Kinta Utara

Defunct federal constituency
- Legislature: Dewan Rakyat
- Constituency created: 1955
- Constituency abolished: 1959
- First contested: 1955
- Last contested: 1955

= Kinta Utara (Federal Legislative Council constituency) =

Former constituency in Malaysia

Kinta Utara was a federal constituency in Perak, Malaysia, that has been represented in the Federal Legislative Council from 1955 to 1959.

The federal constituency was created in the 1955 redistribution and is mandated to return a single member to the Federal Legislative Council under the first past the post voting system.

== History ==
It was abolished in 1959 when it was redistributed.

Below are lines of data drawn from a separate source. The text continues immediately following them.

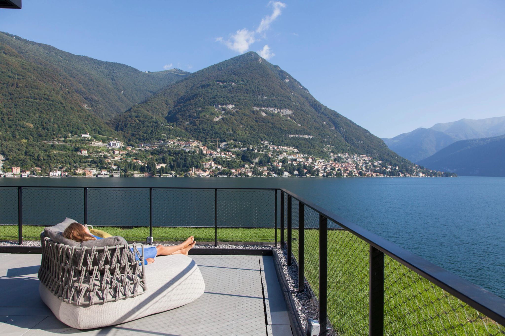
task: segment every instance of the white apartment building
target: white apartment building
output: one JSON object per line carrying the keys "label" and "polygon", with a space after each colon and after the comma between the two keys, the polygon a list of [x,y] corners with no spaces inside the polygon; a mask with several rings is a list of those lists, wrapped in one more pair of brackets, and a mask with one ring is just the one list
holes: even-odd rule
{"label": "white apartment building", "polygon": [[120,141],[111,141],[109,143],[110,148],[121,148],[123,147],[123,143]]}

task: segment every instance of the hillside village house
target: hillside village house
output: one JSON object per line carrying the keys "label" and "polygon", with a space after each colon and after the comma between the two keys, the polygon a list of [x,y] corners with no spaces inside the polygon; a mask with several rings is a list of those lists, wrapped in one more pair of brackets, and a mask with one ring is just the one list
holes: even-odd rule
{"label": "hillside village house", "polygon": [[123,147],[123,143],[119,141],[111,141],[109,143],[109,148],[121,148]]}

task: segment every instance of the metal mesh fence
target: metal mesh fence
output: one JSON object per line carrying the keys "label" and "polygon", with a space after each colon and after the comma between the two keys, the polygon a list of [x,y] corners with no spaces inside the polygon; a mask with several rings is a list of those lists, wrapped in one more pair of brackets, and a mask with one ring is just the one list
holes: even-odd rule
{"label": "metal mesh fence", "polygon": [[[57,224],[67,217],[82,223],[83,195],[82,188],[23,187],[23,239],[38,240],[44,227]],[[17,211],[17,204],[15,209]]]}
{"label": "metal mesh fence", "polygon": [[214,190],[153,189],[153,225],[157,241],[214,241]]}
{"label": "metal mesh fence", "polygon": [[316,297],[319,297],[319,214],[305,209],[305,276]]}
{"label": "metal mesh fence", "polygon": [[275,191],[217,190],[219,241],[273,242]]}
{"label": "metal mesh fence", "polygon": [[128,241],[149,236],[148,188],[88,188],[87,192],[88,224]]}
{"label": "metal mesh fence", "polygon": [[18,188],[0,188],[0,240],[17,241]]}
{"label": "metal mesh fence", "polygon": [[299,222],[298,218],[298,207],[299,202],[298,200],[292,198],[291,199],[291,246],[293,252],[293,256],[296,260],[298,260],[298,251],[299,248],[299,241],[298,240],[298,228],[299,227]]}
{"label": "metal mesh fence", "polygon": [[505,327],[386,255],[384,333],[503,335]]}
{"label": "metal mesh fence", "polygon": [[328,314],[338,334],[368,333],[369,245],[328,223]]}

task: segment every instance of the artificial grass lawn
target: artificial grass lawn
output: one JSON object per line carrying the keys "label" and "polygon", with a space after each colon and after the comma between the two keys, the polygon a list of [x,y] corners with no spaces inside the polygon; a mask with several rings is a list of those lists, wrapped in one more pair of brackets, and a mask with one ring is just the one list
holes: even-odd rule
{"label": "artificial grass lawn", "polygon": [[[113,236],[124,237],[129,241],[142,242],[149,236],[149,228],[145,227],[124,229],[113,226],[93,226]],[[41,226],[24,225],[23,238],[25,240],[38,240],[43,228]],[[189,236],[194,236],[198,241],[213,242],[215,238],[214,227],[209,228],[153,228],[153,236],[156,241],[182,241]],[[277,230],[278,241],[280,231]],[[0,225],[0,240],[17,240],[17,225]],[[273,242],[274,229],[229,229],[218,228],[218,240],[223,242]]]}
{"label": "artificial grass lawn", "polygon": [[[95,226],[127,240],[141,242],[146,227],[122,229]],[[38,240],[41,227],[24,226],[25,240]],[[0,240],[17,239],[17,226],[0,226]],[[220,241],[273,242],[274,229],[219,228]],[[212,242],[214,228],[153,228],[155,241],[180,241],[192,235]],[[287,237],[285,232],[285,237]],[[278,240],[280,239],[278,230]],[[292,232],[293,255],[298,256],[298,232]],[[329,231],[328,237],[328,313],[338,334],[367,334],[368,331],[369,245],[352,234]],[[319,284],[319,231],[305,231],[305,277],[317,296]],[[385,334],[496,334],[505,328],[397,261],[384,259]]]}
{"label": "artificial grass lawn", "polygon": [[[319,231],[305,230],[305,277],[319,297]],[[285,237],[287,233],[285,233]],[[298,238],[297,230],[292,232]],[[298,257],[297,239],[292,252]],[[328,314],[339,335],[368,333],[369,245],[329,231]],[[384,258],[384,334],[494,335],[505,327],[411,271]]]}

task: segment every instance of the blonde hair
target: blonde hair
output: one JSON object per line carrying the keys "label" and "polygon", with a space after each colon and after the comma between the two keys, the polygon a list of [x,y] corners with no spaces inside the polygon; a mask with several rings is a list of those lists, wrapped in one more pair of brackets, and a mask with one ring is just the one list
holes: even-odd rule
{"label": "blonde hair", "polygon": [[85,227],[82,224],[74,222],[65,229],[63,236],[67,239],[76,241],[96,240],[96,238],[86,232],[85,228]]}

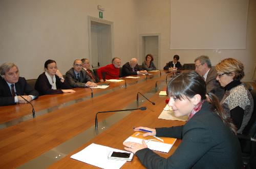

=== Representation history ===

Members of Parliament for Kinta Utara
| Parliament | Years | Member | Party | Vote Share |
Constituency created
| 1st | 1955-1959 | V. T. Sambanthan (திருஞானசம்பந்தன்) | Alliance (MIC) | 7,900 76.68% |
Constituency abolished, split into Sungai Siput and Ulu Kinta

=== State constituency ===

| Parliamentary constituency | State constituency |  |  |  |  |  |  |
| 1955–59* | 1959–1974 | 1974–1986 | 1986–1995 | 1995–2004 | 2004–2018 | 2018–present |
| Kinta Utara | Kinta North |  |  |  |  |  |  |
| Sungei Siput |  |  |  |  |  |  |

== Election results==

Malayan general election, 1955: Kinta Utara
| Party |  | Candidate | Votes | % |
|  | Alliance | V. T. Sambanthan | 7,900 | 76.68 |
|  | National Association of Perak | Chik Mohamed Yusuf | 1,832 | 17.78 |
|  | Labour | Choudhary K. R. R. | 357 | 3.47 |
|  | Perak Malay League | Mohd Ramly Abdullah | 214 | 2.08 |
| Total valid votes |  |  | 10,303 | 100.00 |
| Total rejected ballots |  |  |  |
| Unreturned ballots |  |  |  |
| Turnout |  |  | 10,303 | 85.85 |
| Registered electors |  |  | 12,001 |
| Majority |  |  | 6,068 | 58.90 |
This was a new constituency created.